My husband and I met as teenagers working at a grocery store. After ten months of being coworkers, we started dating. From the beginning, we felt certain that marriage was in our future. After almost seven years together, we finally tied the knot. We were excited about the future and all it would bring especially starting a family.

We had talked about adoption a little before marriage. Back then, we thought if we ever did it, it would be international. Foster care wasn’t something we had really thought about. We were both unfamiliar with it and had no background in it but life took us in that direction anyway.

It all started when a friend of mine posted about her foster care journey on Facebook. She shared openly about the process and the children she was caring for. Through her, I realized there was a real need for families to foster young children. Around that same time, we heard a guest speaker at church who had adopted five kids through foster care. That night, my husband and I gave each other a look that said, “We could do this.”

We were 26, living in a big house, and had room in our hearts and lives to help a child who needed a temporary home. So, we signed up for foster care classes and began the process. The whole process wrapped up in roughly four months.
In May 2015, we got a call for a 3-year-old boy. His mom was homeless, and there was nowhere for him to go. We said yes, just like we had with other calls, but this time, they picked us. Thirty minutes later, he was in our arms.

He stayed with us for six months before going back to his mom. It hurt deeply, yet we truly felt joy for her. Thankfully, she wanted us to stay in his life. A year later, she asked if he could come live with us again. That stay turned into months, and eventually she asked if we’d co-parent with her. After a long court process, we were granted joint custody.
Over the next few years, we welcomed 14 more children into our home. Some were with us briefly, while others left a lasting impact.

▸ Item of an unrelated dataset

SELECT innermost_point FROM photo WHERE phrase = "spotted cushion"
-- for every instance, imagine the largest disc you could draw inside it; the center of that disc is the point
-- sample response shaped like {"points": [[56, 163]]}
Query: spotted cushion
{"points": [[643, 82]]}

We eventually adopted four of them three through the foster system and one from another state. Each child came with their own story, struggles, and beauty. We’ve also built special bonds with their birth families and grandparents, something we truly treasure.

We never imagined this would be our life when we said “why not” to foster care. But that one decision brought us so much love and joy. If you’re wondering whether you can do it too maybe the answer isn’t “yes” just yet. But maybe, just maybe, it’s “why not?”